If I use the same procedure in Excel's Export dialog, I have similar results: no warnings, always get the file type selected in relevant dropdown, but when I use quoted filename, I get "csv" silently replaced with "pdf".

In any case, the other major spreadsheet software vendor doesn't get convinced by Jonny Grant's "If I type "Untitled 1.csv" in the box, I expect it to save as CSV".
Comment 14 Mike Kaganski 2022-04-23 07:18:42 UTC
(In reply to Jean-Baptiste Faure from comment #5)
> For example, its clear that the format of 2021-01-13 is YYYY-MM-DD, but for
> 2021-01-12 you can't decide between YYYY-MM-DD and YYYY-DD-MM and there is
> nothing in the CSV format that gives you a mean to decide.

(In reply to Buovjaga from comment #8)
> It is about loading as well.

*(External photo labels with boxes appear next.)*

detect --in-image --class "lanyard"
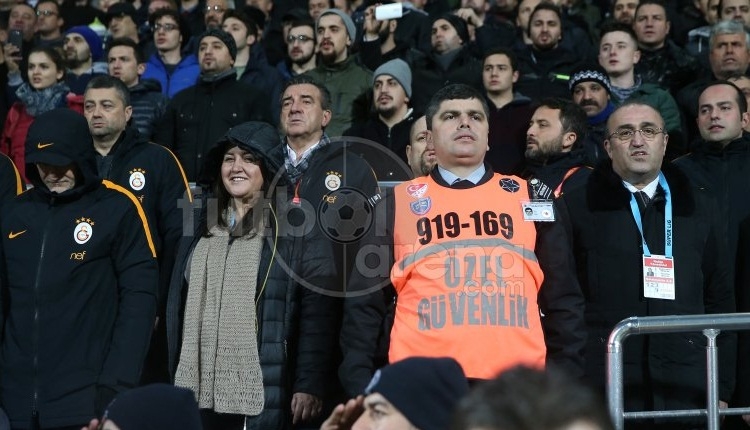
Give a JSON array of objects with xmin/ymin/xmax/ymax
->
[
  {"xmin": 552, "ymin": 166, "xmax": 581, "ymax": 198},
  {"xmin": 630, "ymin": 172, "xmax": 672, "ymax": 258}
]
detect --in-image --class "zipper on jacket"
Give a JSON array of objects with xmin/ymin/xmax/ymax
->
[{"xmin": 31, "ymin": 213, "xmax": 54, "ymax": 420}]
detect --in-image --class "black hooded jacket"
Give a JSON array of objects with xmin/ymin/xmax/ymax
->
[
  {"xmin": 96, "ymin": 126, "xmax": 192, "ymax": 310},
  {"xmin": 0, "ymin": 109, "xmax": 158, "ymax": 428}
]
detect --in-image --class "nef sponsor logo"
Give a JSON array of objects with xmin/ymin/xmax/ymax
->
[
  {"xmin": 128, "ymin": 169, "xmax": 146, "ymax": 191},
  {"xmin": 400, "ymin": 247, "xmax": 536, "ymax": 331},
  {"xmin": 70, "ymin": 251, "xmax": 86, "ymax": 261}
]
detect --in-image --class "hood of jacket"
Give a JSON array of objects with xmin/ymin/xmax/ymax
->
[
  {"xmin": 26, "ymin": 108, "xmax": 101, "ymax": 198},
  {"xmin": 128, "ymin": 79, "xmax": 161, "ymax": 94}
]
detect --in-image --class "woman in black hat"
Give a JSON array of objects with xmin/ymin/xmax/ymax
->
[{"xmin": 167, "ymin": 122, "xmax": 335, "ymax": 429}]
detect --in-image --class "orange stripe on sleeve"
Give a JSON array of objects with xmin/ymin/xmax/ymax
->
[
  {"xmin": 152, "ymin": 143, "xmax": 193, "ymax": 203},
  {"xmin": 102, "ymin": 180, "xmax": 156, "ymax": 258}
]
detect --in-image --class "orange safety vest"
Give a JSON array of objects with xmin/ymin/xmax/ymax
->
[{"xmin": 389, "ymin": 173, "xmax": 546, "ymax": 379}]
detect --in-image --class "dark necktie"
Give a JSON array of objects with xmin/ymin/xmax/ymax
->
[{"xmin": 633, "ymin": 191, "xmax": 651, "ymax": 216}]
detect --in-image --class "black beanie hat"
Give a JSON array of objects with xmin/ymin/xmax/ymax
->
[
  {"xmin": 568, "ymin": 63, "xmax": 612, "ymax": 95},
  {"xmin": 105, "ymin": 384, "xmax": 202, "ymax": 430},
  {"xmin": 198, "ymin": 28, "xmax": 237, "ymax": 60},
  {"xmin": 198, "ymin": 121, "xmax": 281, "ymax": 186},
  {"xmin": 365, "ymin": 357, "xmax": 469, "ymax": 430},
  {"xmin": 433, "ymin": 13, "xmax": 471, "ymax": 45}
]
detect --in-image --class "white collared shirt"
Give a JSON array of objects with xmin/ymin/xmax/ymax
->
[
  {"xmin": 622, "ymin": 176, "xmax": 659, "ymax": 199},
  {"xmin": 438, "ymin": 164, "xmax": 487, "ymax": 185},
  {"xmin": 286, "ymin": 141, "xmax": 320, "ymax": 167}
]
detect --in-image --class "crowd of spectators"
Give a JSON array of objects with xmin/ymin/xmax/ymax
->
[{"xmin": 0, "ymin": 0, "xmax": 750, "ymax": 430}]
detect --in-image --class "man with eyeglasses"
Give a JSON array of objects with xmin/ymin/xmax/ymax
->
[
  {"xmin": 556, "ymin": 101, "xmax": 736, "ymax": 429},
  {"xmin": 141, "ymin": 9, "xmax": 201, "ymax": 99},
  {"xmin": 276, "ymin": 18, "xmax": 316, "ymax": 81},
  {"xmin": 34, "ymin": 0, "xmax": 65, "ymax": 49}
]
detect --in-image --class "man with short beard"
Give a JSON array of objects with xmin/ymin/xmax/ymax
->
[
  {"xmin": 675, "ymin": 21, "xmax": 750, "ymax": 134},
  {"xmin": 154, "ymin": 29, "xmax": 274, "ymax": 181},
  {"xmin": 142, "ymin": 9, "xmax": 200, "ymax": 98},
  {"xmin": 306, "ymin": 9, "xmax": 372, "ymax": 137},
  {"xmin": 344, "ymin": 59, "xmax": 415, "ymax": 181},
  {"xmin": 34, "ymin": 0, "xmax": 65, "ymax": 49},
  {"xmin": 522, "ymin": 99, "xmax": 590, "ymax": 199},
  {"xmin": 276, "ymin": 18, "xmax": 316, "ymax": 81},
  {"xmin": 63, "ymin": 25, "xmax": 108, "ymax": 95},
  {"xmin": 203, "ymin": 0, "xmax": 229, "ymax": 30},
  {"xmin": 568, "ymin": 63, "xmax": 615, "ymax": 165}
]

Like Jean-Baptiste said, you can't
> automatically distinguish between YYYY-MM-DD and YYYY-DD-MM dates coming
> from a CSV file

Just wanted to mention, that unlike any other date layout, YYYY-XX-YY is the unambiguous one (YYYY-MM-DD), defined in ISO 8601; and no software would ever try to treat it another way. If someone would like to use YYYY-DD-MM, they would be on their own.
Comment 15 Jonny Grant 2022-04-23 14:55:07 UTC
Mike
I wish opening a file with YYYY-MM-DD formatting would be retained when it is saved. Likewise for YYYY-MMM-DD

I recall I always still see two digit year columns in exports unless I manually do stuff. Exporting years correctly and fully should be the default behaviour.